The Importance of Integrating Tax and Investment Advice

As an advisor who works in taxes, it is interesting, and at times infuriating to see the costs some brokers will impose on their client’s portfolios.

The tax piece is important in any investment plan, and unfortunately I see many brokerage created investment plans that appear to be based on what is profitable and convenient, and not what is in a client’s best interest.

The cost to one client in particular I met with were actually staggering given the relatively simple fix that the broker could have employed just by owning the same investments in different accounts. The client was sold over the last year:

  • Non-traded real estate investment trusts held in a taxable account of $45,000

  • An IRA managed portfolio of mutual funds of $250,000

You may be questioning in what ways could a simple portfolio such as this cost the client? Let me count the ways.

One spouse in this relationship is collecting social security disability and a pension while the other makes ~$40,000 per year. They are in the 15% bracket (plus 4.33% state of Michigan), which means they potentially pay 0% on long-term capital gains.

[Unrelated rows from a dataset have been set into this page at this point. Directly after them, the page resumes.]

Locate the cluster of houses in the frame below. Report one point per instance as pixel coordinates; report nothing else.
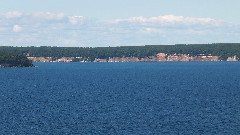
(160, 57)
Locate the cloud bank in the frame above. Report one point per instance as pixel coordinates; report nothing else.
(58, 29)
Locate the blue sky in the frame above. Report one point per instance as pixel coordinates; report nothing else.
(117, 23)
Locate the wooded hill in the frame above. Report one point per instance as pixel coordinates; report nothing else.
(11, 60)
(223, 50)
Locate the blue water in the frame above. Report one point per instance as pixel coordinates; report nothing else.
(121, 98)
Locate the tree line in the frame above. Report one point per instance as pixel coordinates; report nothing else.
(223, 50)
(12, 60)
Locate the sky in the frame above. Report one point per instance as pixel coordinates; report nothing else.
(97, 23)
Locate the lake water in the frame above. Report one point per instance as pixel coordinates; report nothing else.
(121, 98)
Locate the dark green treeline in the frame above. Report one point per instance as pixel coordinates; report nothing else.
(223, 50)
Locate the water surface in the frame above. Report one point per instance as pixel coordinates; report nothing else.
(121, 98)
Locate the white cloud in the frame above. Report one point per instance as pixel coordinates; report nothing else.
(14, 14)
(17, 28)
(167, 20)
(76, 19)
(58, 29)
(48, 16)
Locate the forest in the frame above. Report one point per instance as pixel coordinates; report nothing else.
(223, 50)
(11, 60)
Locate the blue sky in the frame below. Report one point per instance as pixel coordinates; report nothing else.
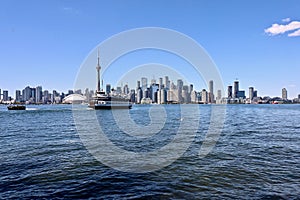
(45, 42)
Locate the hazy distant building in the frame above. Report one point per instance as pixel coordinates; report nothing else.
(167, 83)
(5, 95)
(160, 82)
(229, 91)
(219, 95)
(139, 95)
(211, 97)
(185, 94)
(132, 96)
(251, 93)
(179, 90)
(125, 89)
(204, 96)
(153, 92)
(38, 94)
(26, 94)
(241, 94)
(162, 96)
(144, 83)
(284, 94)
(18, 96)
(108, 88)
(255, 94)
(235, 89)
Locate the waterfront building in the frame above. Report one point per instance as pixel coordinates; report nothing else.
(211, 98)
(284, 94)
(255, 94)
(118, 90)
(185, 94)
(18, 96)
(236, 89)
(160, 82)
(26, 94)
(241, 94)
(138, 85)
(179, 90)
(162, 96)
(5, 95)
(146, 93)
(139, 95)
(132, 96)
(125, 89)
(204, 96)
(153, 92)
(229, 92)
(251, 93)
(167, 83)
(108, 88)
(191, 88)
(38, 94)
(194, 97)
(144, 83)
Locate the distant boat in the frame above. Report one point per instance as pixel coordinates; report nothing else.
(16, 107)
(104, 101)
(101, 100)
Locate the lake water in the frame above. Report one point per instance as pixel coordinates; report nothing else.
(256, 156)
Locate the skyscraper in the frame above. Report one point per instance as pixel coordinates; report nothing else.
(236, 89)
(284, 94)
(167, 83)
(144, 83)
(5, 95)
(18, 95)
(251, 93)
(204, 96)
(179, 90)
(98, 68)
(219, 95)
(229, 91)
(108, 88)
(39, 94)
(160, 82)
(211, 91)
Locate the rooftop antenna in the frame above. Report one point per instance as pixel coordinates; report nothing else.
(98, 68)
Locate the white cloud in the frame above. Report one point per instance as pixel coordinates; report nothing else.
(295, 34)
(276, 29)
(286, 20)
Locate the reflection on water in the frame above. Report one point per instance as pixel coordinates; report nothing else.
(256, 156)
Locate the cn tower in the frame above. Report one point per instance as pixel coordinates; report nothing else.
(98, 68)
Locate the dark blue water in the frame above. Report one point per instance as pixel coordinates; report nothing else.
(256, 157)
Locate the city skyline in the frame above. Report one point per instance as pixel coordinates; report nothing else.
(45, 43)
(162, 90)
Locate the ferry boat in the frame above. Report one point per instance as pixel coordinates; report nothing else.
(104, 101)
(16, 107)
(101, 100)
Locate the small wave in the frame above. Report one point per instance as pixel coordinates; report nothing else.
(31, 108)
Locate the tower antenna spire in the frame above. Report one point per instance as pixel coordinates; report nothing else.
(98, 68)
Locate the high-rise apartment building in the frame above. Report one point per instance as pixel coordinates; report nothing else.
(229, 92)
(284, 94)
(39, 94)
(251, 93)
(236, 89)
(18, 96)
(5, 95)
(179, 90)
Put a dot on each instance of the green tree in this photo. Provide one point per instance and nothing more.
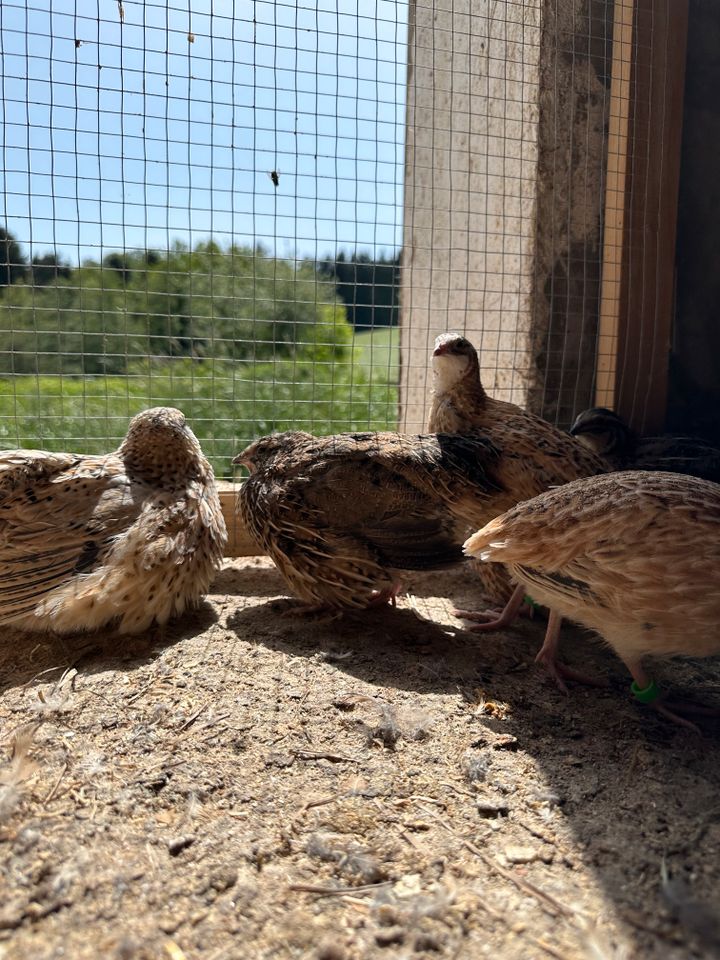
(13, 262)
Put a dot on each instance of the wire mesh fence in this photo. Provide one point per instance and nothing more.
(264, 212)
(188, 196)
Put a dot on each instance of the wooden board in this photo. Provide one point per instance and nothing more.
(615, 189)
(642, 194)
(240, 543)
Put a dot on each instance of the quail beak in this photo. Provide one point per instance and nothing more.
(242, 461)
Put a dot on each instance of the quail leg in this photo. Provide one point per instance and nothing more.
(388, 595)
(672, 709)
(548, 657)
(490, 620)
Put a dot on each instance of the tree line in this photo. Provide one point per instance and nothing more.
(208, 301)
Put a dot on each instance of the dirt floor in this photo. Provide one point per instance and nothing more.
(384, 786)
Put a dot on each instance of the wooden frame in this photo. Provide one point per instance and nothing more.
(240, 543)
(641, 197)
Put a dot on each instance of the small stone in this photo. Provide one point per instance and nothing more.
(521, 854)
(281, 760)
(178, 844)
(427, 941)
(389, 935)
(223, 878)
(328, 950)
(492, 808)
(505, 741)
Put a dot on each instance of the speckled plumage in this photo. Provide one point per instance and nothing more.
(632, 555)
(607, 434)
(341, 515)
(535, 454)
(121, 540)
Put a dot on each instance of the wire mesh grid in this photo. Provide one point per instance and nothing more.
(218, 207)
(188, 195)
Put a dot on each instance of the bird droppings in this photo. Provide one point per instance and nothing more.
(212, 792)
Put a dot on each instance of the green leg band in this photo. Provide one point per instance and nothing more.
(645, 694)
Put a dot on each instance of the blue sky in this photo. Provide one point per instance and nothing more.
(139, 137)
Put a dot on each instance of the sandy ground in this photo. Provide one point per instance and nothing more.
(384, 786)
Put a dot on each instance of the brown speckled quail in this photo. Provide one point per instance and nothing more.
(125, 540)
(633, 555)
(343, 515)
(610, 437)
(535, 454)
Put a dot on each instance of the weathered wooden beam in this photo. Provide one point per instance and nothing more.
(650, 217)
(240, 543)
(616, 185)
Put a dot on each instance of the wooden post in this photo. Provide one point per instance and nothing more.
(240, 543)
(615, 187)
(638, 304)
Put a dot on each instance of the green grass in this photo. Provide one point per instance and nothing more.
(227, 403)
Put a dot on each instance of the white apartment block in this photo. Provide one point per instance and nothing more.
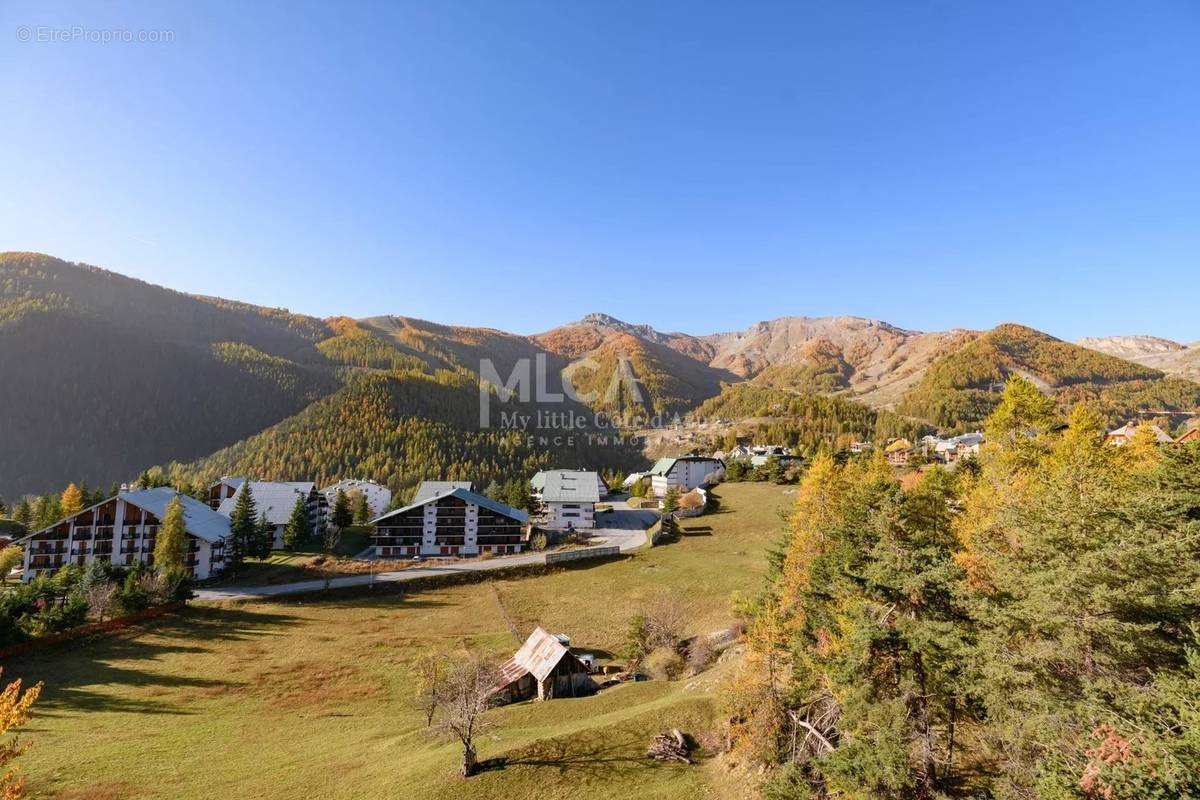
(687, 473)
(121, 530)
(569, 499)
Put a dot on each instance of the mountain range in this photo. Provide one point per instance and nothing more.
(105, 376)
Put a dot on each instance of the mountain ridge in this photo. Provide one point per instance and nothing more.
(108, 374)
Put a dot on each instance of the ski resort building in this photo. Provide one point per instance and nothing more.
(457, 522)
(276, 500)
(687, 473)
(123, 529)
(378, 497)
(569, 498)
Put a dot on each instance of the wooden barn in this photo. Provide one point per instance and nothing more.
(544, 668)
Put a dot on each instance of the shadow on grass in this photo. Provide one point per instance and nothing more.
(606, 758)
(77, 674)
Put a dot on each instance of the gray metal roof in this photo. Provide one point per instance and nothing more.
(538, 656)
(570, 486)
(275, 499)
(466, 497)
(432, 488)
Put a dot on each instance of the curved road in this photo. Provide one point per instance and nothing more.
(623, 527)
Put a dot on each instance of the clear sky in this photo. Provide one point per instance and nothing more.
(695, 166)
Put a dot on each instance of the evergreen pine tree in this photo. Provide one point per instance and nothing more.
(243, 527)
(298, 529)
(264, 536)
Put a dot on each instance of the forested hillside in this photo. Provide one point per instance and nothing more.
(409, 411)
(1024, 627)
(807, 420)
(103, 374)
(963, 388)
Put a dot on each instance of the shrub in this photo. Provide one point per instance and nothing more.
(664, 663)
(700, 654)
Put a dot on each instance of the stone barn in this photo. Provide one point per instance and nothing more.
(543, 668)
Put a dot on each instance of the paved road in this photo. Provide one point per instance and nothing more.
(623, 527)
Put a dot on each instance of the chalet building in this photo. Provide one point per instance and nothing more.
(433, 488)
(457, 522)
(1126, 433)
(223, 489)
(123, 529)
(538, 482)
(898, 452)
(378, 497)
(953, 449)
(544, 668)
(569, 498)
(276, 500)
(685, 471)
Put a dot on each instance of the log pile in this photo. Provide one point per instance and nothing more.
(669, 746)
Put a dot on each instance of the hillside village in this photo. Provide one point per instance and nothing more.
(444, 518)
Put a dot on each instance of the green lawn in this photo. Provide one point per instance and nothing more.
(313, 699)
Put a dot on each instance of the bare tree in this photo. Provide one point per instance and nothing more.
(429, 671)
(666, 617)
(463, 691)
(101, 597)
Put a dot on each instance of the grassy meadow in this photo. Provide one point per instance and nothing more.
(315, 699)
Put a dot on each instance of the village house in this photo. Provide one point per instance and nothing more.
(544, 668)
(223, 489)
(898, 452)
(569, 498)
(1125, 434)
(685, 471)
(457, 522)
(538, 481)
(378, 497)
(953, 449)
(276, 500)
(123, 529)
(433, 488)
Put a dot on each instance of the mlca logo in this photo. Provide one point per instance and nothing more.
(528, 382)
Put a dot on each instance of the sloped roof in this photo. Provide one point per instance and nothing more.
(199, 519)
(538, 656)
(466, 497)
(1131, 428)
(661, 467)
(433, 488)
(570, 486)
(275, 499)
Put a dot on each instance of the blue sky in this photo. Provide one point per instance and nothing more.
(519, 164)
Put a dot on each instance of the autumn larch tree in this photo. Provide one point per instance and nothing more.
(462, 691)
(72, 501)
(15, 711)
(171, 542)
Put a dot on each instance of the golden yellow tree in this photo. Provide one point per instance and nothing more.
(72, 500)
(15, 711)
(817, 501)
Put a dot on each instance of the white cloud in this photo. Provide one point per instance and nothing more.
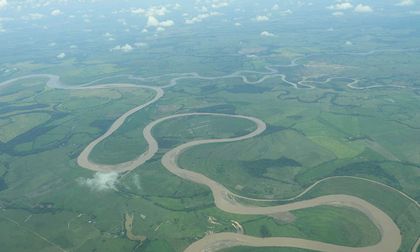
(3, 3)
(100, 181)
(61, 56)
(154, 22)
(167, 23)
(261, 18)
(341, 6)
(33, 16)
(266, 34)
(199, 18)
(56, 12)
(140, 44)
(361, 8)
(219, 4)
(123, 48)
(406, 3)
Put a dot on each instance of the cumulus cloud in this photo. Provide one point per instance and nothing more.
(406, 3)
(61, 56)
(199, 18)
(266, 34)
(56, 12)
(219, 4)
(154, 22)
(123, 48)
(33, 16)
(152, 11)
(261, 18)
(3, 3)
(361, 8)
(101, 181)
(341, 6)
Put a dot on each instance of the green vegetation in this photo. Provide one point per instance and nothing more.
(323, 128)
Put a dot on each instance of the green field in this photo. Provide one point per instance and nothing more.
(339, 96)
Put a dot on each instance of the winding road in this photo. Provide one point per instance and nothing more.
(223, 198)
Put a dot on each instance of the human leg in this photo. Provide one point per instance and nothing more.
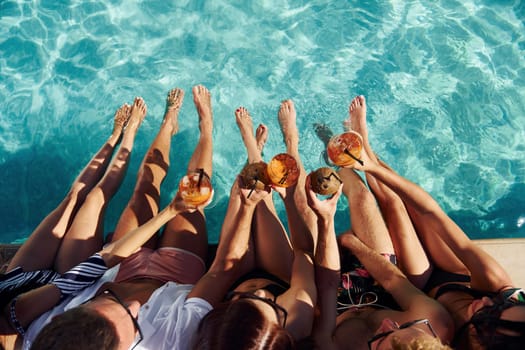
(411, 256)
(367, 222)
(85, 236)
(188, 230)
(144, 202)
(51, 230)
(268, 234)
(301, 219)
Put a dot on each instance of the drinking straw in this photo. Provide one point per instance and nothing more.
(354, 157)
(253, 186)
(201, 174)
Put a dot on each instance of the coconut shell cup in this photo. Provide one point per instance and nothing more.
(325, 181)
(254, 176)
(195, 188)
(283, 170)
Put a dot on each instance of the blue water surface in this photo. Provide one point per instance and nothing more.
(444, 82)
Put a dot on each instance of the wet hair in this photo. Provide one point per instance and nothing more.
(79, 328)
(419, 344)
(239, 324)
(492, 332)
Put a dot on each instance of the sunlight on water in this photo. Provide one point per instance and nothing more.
(444, 82)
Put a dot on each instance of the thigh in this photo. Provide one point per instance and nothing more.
(273, 251)
(187, 231)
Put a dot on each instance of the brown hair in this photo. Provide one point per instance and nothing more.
(239, 324)
(79, 328)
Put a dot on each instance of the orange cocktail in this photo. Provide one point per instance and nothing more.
(345, 149)
(282, 170)
(195, 187)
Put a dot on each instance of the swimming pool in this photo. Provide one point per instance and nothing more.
(444, 81)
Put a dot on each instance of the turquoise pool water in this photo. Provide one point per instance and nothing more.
(444, 80)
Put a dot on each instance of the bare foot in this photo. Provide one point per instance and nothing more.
(287, 117)
(245, 124)
(121, 118)
(138, 112)
(261, 135)
(202, 100)
(357, 117)
(173, 104)
(357, 122)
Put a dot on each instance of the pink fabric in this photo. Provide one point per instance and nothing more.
(163, 264)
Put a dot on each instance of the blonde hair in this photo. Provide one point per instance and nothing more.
(419, 344)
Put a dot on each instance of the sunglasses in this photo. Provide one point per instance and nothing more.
(128, 311)
(280, 311)
(383, 335)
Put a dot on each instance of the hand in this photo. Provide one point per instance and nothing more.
(347, 239)
(250, 196)
(285, 192)
(322, 208)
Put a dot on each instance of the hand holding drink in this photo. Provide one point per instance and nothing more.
(345, 149)
(325, 181)
(195, 188)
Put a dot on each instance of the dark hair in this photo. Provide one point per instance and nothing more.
(493, 332)
(239, 324)
(79, 328)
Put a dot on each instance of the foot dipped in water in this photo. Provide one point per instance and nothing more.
(173, 105)
(357, 121)
(202, 100)
(245, 124)
(137, 114)
(120, 119)
(261, 135)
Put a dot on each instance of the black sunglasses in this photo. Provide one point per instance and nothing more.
(487, 320)
(403, 326)
(280, 311)
(128, 311)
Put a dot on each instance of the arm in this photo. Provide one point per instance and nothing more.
(230, 261)
(300, 299)
(116, 251)
(414, 303)
(32, 304)
(486, 272)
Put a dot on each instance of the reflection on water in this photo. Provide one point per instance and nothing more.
(445, 85)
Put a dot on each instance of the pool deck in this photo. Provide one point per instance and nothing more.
(507, 251)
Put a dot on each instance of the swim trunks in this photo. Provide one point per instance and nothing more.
(163, 264)
(17, 282)
(358, 288)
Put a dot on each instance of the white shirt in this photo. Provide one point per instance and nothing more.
(168, 320)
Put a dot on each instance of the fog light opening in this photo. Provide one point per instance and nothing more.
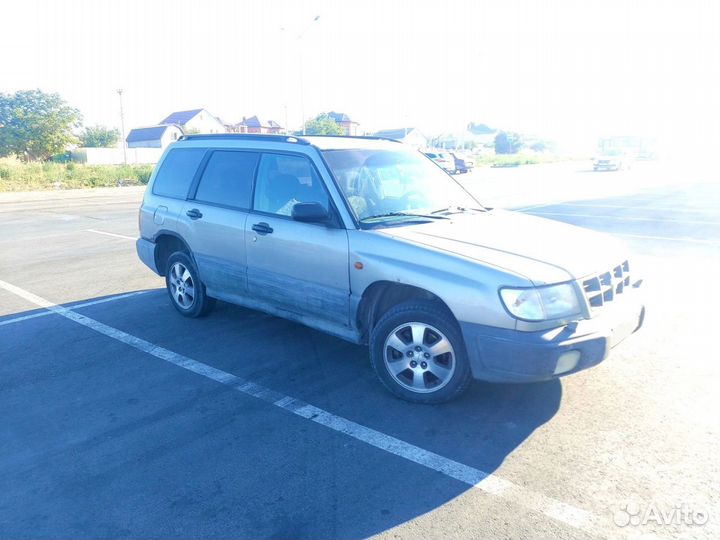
(567, 362)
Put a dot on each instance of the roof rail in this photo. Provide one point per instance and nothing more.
(245, 136)
(368, 137)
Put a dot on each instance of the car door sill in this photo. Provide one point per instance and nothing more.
(343, 332)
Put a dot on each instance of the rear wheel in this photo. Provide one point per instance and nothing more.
(418, 352)
(186, 291)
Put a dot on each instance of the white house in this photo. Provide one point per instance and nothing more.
(410, 136)
(153, 136)
(196, 121)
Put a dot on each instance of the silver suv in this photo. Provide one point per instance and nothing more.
(370, 241)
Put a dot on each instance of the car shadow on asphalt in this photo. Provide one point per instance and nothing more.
(480, 429)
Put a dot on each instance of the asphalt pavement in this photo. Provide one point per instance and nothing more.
(121, 419)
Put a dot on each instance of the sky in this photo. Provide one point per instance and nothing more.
(566, 70)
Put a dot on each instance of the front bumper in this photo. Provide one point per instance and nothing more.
(146, 253)
(501, 355)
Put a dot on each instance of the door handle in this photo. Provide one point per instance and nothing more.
(262, 228)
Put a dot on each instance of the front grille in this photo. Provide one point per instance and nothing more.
(605, 287)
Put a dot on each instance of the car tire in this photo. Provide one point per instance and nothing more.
(418, 352)
(187, 293)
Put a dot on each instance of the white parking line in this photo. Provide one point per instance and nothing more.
(628, 207)
(565, 513)
(83, 304)
(624, 218)
(668, 238)
(111, 234)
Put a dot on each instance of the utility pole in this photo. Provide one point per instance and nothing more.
(122, 127)
(302, 85)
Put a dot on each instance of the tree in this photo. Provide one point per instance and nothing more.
(480, 129)
(35, 125)
(98, 136)
(507, 143)
(323, 124)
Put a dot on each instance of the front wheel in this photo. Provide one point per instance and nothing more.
(186, 291)
(417, 351)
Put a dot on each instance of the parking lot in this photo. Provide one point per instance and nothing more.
(121, 418)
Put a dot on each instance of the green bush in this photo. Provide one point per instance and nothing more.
(18, 176)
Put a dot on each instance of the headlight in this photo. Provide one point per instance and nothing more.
(541, 303)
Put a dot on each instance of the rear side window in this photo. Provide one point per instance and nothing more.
(177, 172)
(228, 178)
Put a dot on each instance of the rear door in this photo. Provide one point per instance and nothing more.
(213, 221)
(294, 266)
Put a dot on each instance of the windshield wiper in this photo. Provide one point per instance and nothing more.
(456, 210)
(403, 214)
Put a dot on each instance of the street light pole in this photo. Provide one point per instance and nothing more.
(302, 84)
(122, 127)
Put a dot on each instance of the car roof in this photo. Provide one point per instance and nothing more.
(347, 143)
(321, 142)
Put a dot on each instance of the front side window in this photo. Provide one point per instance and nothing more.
(283, 181)
(389, 185)
(177, 171)
(227, 179)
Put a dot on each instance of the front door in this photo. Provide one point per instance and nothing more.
(297, 267)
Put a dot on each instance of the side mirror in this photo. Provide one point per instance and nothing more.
(312, 212)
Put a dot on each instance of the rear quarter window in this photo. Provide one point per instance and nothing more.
(177, 171)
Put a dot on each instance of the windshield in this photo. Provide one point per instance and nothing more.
(392, 185)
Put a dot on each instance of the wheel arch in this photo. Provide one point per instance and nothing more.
(166, 243)
(381, 296)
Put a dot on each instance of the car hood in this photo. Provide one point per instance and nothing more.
(541, 250)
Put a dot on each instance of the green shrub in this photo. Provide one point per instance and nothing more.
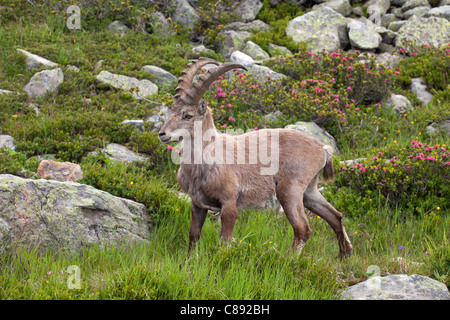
(129, 181)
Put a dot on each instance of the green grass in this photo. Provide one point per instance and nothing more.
(258, 264)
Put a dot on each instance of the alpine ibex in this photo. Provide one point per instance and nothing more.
(215, 172)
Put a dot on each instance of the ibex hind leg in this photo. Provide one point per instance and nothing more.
(315, 202)
(291, 199)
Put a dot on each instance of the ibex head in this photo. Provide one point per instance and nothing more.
(187, 107)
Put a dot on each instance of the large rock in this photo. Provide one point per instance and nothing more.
(276, 50)
(313, 130)
(160, 25)
(418, 11)
(363, 35)
(247, 10)
(322, 29)
(232, 41)
(255, 51)
(242, 58)
(120, 153)
(398, 287)
(440, 12)
(60, 171)
(185, 14)
(411, 4)
(262, 74)
(341, 6)
(400, 103)
(43, 82)
(418, 31)
(159, 117)
(35, 61)
(67, 215)
(138, 88)
(377, 8)
(5, 92)
(161, 76)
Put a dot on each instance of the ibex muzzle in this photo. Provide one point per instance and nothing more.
(226, 173)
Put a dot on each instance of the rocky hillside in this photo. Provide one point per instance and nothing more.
(85, 86)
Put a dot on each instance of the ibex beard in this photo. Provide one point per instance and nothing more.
(225, 173)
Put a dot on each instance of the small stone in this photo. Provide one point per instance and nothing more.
(60, 171)
(35, 61)
(43, 82)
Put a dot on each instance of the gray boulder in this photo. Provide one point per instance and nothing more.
(341, 6)
(419, 88)
(398, 287)
(60, 171)
(418, 11)
(363, 34)
(232, 41)
(387, 19)
(418, 31)
(377, 8)
(313, 130)
(5, 91)
(43, 82)
(247, 10)
(7, 141)
(138, 88)
(160, 25)
(276, 50)
(67, 215)
(118, 27)
(242, 58)
(400, 103)
(138, 124)
(35, 61)
(252, 26)
(322, 29)
(255, 51)
(411, 4)
(185, 14)
(160, 75)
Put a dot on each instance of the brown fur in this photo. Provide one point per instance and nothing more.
(227, 188)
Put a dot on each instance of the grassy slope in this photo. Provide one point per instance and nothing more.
(258, 264)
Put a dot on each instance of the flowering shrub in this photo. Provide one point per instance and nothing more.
(331, 89)
(416, 176)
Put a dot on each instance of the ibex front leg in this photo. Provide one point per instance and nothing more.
(228, 216)
(198, 218)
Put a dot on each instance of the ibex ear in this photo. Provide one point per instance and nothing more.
(202, 108)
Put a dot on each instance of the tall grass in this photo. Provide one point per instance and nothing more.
(258, 264)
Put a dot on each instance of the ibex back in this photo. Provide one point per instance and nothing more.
(226, 173)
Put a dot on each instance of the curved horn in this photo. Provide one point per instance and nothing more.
(184, 82)
(203, 82)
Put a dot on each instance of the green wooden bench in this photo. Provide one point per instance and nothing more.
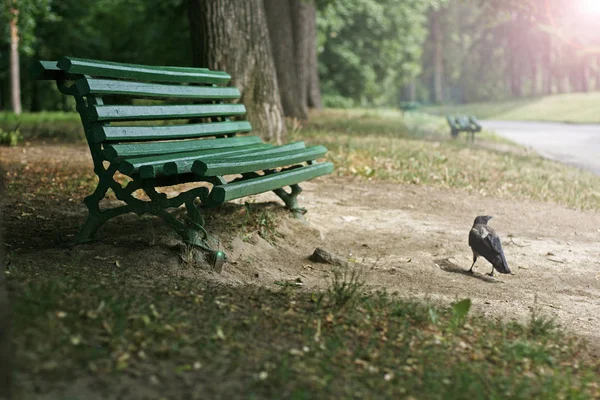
(463, 123)
(146, 140)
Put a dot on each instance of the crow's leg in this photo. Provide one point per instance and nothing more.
(472, 265)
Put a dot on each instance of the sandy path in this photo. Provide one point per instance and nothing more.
(414, 241)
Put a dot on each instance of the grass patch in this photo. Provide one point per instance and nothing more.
(579, 108)
(388, 150)
(61, 126)
(178, 336)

There are several moving pieces here, and the result is the simple positioning of the real estate in the taxable account, rather than in the IRA cost this client an additional $1,275 in federal, state, and increased taxes on their social security income for 2012. For 2013 and future years, the client is on the border of receiving a substantial credit in the state of Michigan that they may lose out on due to the increased income.

Not only that, but the IRA was invested in a third party managed portfolio of stocks and stock mutual funds. The gains in these investments would be taxed at 0%, while the losses would be currently deductible if sold.

My guess is the client would prefer a 0% tax as opposed to nearly 30%.

Another lost opportunity is that this client could have sheltered their entire taxable account over the last four years by putting the maximum amount allowed into a Roth IRA. At this point that means the additional taxes that could have been completely eliminated, not only for the current year, but for the rest of their lives. The client will likely retire before receiving the REIT proceeds, and at that time will not have the earned income to contribute to a Roth.

Setting aside the taxes for a moment, there also seemed to be no acknowledgement that over 80% of the client’s net worth was already held in real estate properties. What rationale there was for more real estate generating ordinary income taxes at 30% is beyond me.

With all of the above errors, why did the broker not simply put the real estate in the IRA, and purchase the stocks in the taxable account? Having been a broker, I can say for sure the answer is it’s either not convenient or not profitable. An annual $6,000 Roth IRA contribution requires paperwork and additional compliance headaches. It’s much easier to sell a $45,000 REIT.

When implementing an investment plan, especially one that uses products that lockup your money for long periods of time like non-traded REITs, see a fee-only advisor who can look at the big picture, rather than just what may be convenient for that particular broker. As you can see, the cost of a good financial planner can pay for itself over years of unnecessary costs and fees less savvy brokers may not be aware they are imposing on you.